I placed the cold metal blade against her
right thigh. “Oh fuck.” I burst into tears and stood back, my hand
covering my mouth. I dropped the saw, leaned over the toilet and
vomited. I was a mess. I bawled for an hour, sitting sloppily on
the floor with my doppelganger draped inside the tub, sleeping.

“I can’t do this!” I sobbed. “Please, please
don’t make me do this!” But I knew as sure as fire burns that I
would. Was I to be the one to mar her beauty? Me? Oh, what cruelty.
I heard again Arcadian's words, his admonitions. He had been right,
so damn right. I'd had no idea what price I would pay.

At last I kissed her forehead and with tears
sliding down my cheeks, whispered, “I love you.” Then, with gritty
and unthinking resolve, placed that horrific blade against her
tender thigh and gave it a wretched shove.
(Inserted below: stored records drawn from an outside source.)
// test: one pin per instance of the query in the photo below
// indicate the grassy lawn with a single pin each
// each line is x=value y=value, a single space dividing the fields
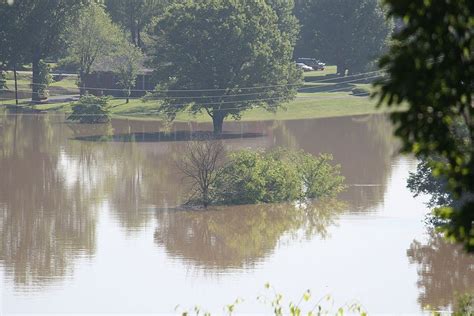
x=314 y=100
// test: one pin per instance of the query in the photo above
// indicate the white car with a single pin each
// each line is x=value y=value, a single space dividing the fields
x=304 y=67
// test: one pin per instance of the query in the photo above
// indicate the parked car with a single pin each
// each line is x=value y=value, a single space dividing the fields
x=304 y=67
x=314 y=63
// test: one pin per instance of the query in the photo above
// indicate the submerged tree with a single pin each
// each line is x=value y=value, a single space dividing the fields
x=200 y=165
x=430 y=67
x=220 y=57
x=126 y=65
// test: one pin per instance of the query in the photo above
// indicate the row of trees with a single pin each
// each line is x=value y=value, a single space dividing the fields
x=81 y=32
x=219 y=49
x=351 y=34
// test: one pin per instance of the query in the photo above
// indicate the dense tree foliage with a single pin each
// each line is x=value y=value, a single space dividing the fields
x=135 y=16
x=90 y=109
x=430 y=67
x=249 y=177
x=38 y=30
x=126 y=65
x=424 y=182
x=225 y=56
x=348 y=33
x=91 y=38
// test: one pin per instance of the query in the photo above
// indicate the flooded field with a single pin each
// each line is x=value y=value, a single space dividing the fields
x=90 y=222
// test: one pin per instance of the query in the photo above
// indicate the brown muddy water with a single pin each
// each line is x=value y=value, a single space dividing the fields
x=89 y=224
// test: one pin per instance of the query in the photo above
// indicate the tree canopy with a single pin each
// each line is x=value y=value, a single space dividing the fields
x=36 y=30
x=348 y=33
x=92 y=37
x=225 y=57
x=135 y=16
x=430 y=67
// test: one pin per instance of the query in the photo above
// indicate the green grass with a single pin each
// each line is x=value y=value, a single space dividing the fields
x=315 y=100
x=328 y=70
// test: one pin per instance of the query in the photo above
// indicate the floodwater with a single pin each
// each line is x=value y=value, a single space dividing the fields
x=90 y=223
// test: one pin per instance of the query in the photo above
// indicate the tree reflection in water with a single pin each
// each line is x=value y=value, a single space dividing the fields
x=240 y=236
x=444 y=271
x=45 y=222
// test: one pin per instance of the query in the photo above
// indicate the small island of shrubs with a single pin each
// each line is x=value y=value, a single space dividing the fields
x=252 y=177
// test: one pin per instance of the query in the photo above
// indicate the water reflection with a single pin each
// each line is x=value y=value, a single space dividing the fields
x=364 y=146
x=444 y=271
x=53 y=186
x=240 y=236
x=44 y=222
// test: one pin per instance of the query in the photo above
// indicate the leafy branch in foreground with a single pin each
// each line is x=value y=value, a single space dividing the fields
x=430 y=67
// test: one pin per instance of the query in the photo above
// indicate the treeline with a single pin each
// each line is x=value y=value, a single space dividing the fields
x=221 y=57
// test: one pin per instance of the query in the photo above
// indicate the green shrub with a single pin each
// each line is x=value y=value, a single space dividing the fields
x=276 y=176
x=45 y=79
x=360 y=92
x=90 y=109
x=320 y=178
x=3 y=80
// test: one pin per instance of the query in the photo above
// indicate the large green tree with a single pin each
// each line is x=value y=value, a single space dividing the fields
x=40 y=30
x=430 y=67
x=92 y=37
x=224 y=58
x=13 y=47
x=135 y=16
x=348 y=33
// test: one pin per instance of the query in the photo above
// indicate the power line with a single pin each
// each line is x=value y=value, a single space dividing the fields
x=164 y=112
x=360 y=75
x=218 y=96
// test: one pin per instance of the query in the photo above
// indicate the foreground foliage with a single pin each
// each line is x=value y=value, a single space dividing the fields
x=431 y=67
x=90 y=109
x=306 y=305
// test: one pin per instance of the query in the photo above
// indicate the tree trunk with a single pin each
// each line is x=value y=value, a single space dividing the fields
x=217 y=122
x=82 y=83
x=139 y=38
x=341 y=69
x=16 y=84
x=35 y=96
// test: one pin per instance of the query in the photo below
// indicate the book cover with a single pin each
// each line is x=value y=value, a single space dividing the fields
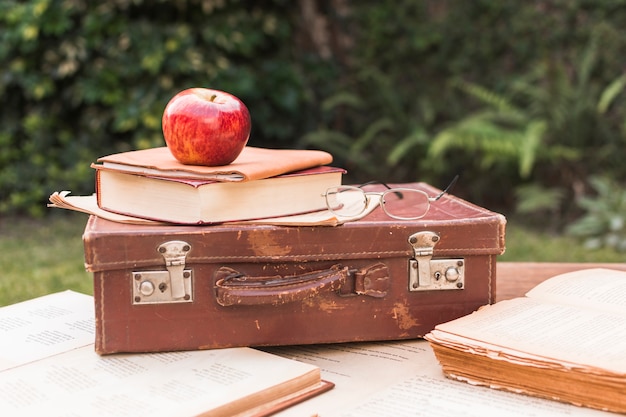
x=187 y=201
x=252 y=164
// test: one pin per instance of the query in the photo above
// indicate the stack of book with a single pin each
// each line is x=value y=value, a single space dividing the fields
x=152 y=186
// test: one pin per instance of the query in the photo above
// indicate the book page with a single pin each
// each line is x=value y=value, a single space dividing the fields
x=82 y=383
x=560 y=333
x=403 y=379
x=45 y=326
x=598 y=288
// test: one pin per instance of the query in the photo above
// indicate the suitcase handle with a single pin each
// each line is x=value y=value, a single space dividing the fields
x=234 y=288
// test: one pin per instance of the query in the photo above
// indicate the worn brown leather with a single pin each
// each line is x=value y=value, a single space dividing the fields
x=374 y=303
x=234 y=288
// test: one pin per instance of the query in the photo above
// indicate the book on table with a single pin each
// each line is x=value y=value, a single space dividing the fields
x=565 y=340
x=48 y=366
x=190 y=201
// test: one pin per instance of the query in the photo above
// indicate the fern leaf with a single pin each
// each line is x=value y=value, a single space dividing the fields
x=610 y=93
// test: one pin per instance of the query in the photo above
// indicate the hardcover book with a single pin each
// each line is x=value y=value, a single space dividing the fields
x=193 y=201
x=252 y=164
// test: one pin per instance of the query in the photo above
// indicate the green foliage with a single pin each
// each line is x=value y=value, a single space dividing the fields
x=604 y=223
x=507 y=94
x=555 y=123
x=82 y=79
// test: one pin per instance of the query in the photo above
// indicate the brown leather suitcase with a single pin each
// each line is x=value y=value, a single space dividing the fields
x=165 y=288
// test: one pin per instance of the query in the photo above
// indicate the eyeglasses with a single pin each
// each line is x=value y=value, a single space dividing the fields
x=398 y=203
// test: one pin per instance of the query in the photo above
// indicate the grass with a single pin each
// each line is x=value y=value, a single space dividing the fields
x=39 y=257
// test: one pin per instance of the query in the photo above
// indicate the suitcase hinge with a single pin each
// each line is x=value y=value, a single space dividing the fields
x=171 y=286
x=427 y=274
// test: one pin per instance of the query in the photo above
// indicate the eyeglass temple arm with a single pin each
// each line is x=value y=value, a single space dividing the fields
x=448 y=188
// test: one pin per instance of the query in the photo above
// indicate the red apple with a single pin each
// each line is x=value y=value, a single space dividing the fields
x=206 y=127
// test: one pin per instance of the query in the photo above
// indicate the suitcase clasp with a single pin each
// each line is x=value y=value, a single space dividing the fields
x=170 y=286
x=427 y=274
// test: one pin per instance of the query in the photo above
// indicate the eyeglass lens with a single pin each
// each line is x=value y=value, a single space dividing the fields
x=404 y=203
x=346 y=201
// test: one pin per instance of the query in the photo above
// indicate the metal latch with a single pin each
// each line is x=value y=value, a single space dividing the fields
x=171 y=286
x=427 y=274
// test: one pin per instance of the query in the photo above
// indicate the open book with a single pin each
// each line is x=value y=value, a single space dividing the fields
x=48 y=367
x=566 y=340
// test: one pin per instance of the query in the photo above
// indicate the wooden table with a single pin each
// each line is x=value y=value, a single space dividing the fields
x=514 y=279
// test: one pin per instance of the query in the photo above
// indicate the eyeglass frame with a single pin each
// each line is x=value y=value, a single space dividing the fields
x=381 y=201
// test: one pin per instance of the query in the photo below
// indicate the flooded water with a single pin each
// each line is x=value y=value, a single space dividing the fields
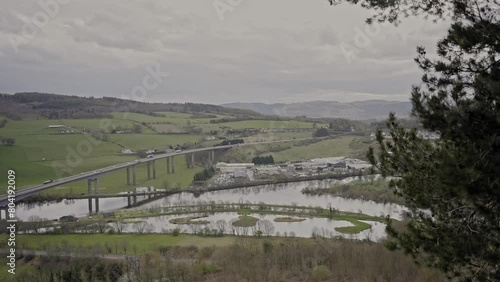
x=78 y=208
x=279 y=194
x=284 y=194
x=322 y=227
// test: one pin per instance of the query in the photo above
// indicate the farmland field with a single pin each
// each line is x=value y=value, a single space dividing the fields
x=150 y=141
x=335 y=147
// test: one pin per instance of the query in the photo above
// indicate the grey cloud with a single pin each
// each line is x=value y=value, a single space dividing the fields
x=101 y=48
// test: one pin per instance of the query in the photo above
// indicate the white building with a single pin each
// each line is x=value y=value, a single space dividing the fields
x=225 y=167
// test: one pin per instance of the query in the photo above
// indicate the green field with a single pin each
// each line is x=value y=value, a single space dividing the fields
x=335 y=147
x=117 y=181
x=141 y=243
x=151 y=141
x=268 y=124
x=42 y=153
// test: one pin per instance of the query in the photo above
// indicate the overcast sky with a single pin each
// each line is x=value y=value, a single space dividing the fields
x=213 y=51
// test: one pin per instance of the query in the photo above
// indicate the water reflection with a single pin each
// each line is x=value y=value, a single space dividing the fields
x=279 y=194
x=321 y=227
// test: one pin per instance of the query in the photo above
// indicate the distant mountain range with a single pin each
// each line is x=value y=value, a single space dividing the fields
x=362 y=110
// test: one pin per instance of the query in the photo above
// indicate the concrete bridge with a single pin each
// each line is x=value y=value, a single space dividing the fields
x=92 y=177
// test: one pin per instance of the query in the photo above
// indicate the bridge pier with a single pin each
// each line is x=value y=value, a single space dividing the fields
x=134 y=179
x=191 y=164
x=128 y=176
x=149 y=169
x=89 y=191
x=96 y=192
x=211 y=156
x=172 y=165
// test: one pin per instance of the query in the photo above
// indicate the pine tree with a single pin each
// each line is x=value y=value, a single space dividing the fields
x=451 y=185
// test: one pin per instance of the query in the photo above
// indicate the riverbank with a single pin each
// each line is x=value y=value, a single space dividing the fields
x=356 y=219
x=238 y=259
x=369 y=190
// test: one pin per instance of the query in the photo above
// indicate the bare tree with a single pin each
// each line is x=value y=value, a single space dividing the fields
x=119 y=225
x=221 y=225
x=266 y=226
x=102 y=225
x=140 y=226
x=35 y=223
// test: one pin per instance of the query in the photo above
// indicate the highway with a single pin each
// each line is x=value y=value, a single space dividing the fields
x=29 y=191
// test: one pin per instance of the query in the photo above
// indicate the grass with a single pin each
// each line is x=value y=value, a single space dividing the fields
x=26 y=156
x=335 y=147
x=189 y=220
x=152 y=141
x=358 y=227
x=376 y=190
x=245 y=221
x=142 y=243
x=8 y=277
x=270 y=136
x=288 y=219
x=117 y=181
x=267 y=124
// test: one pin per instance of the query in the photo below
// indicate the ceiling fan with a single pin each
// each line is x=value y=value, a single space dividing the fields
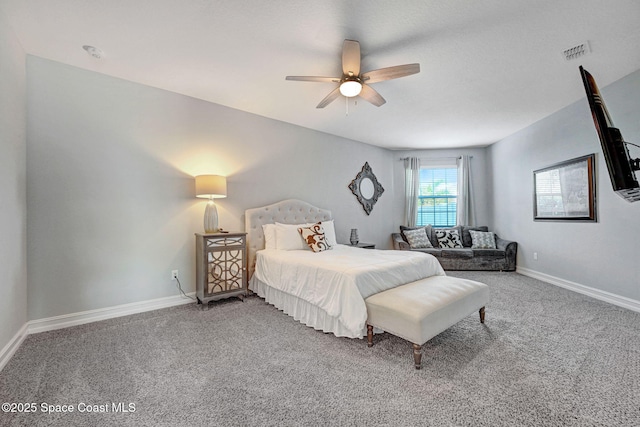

Her naked skin split open like a cotton
sheet and blood spurted and ran in rivulets into the white,
porcelain tub. The room spun. My vision swam, black spots blipping
in and out of sight.

“No,” I breathed. “Not now!”

I was going into shock, passing out and if I
did she would wake.

“Oh God, no—stay awake! Damn it, stay
awake!” I went to the sink and splashed cold water onto my face. I
wiped with a towel and saw in the mirror that bloody thing.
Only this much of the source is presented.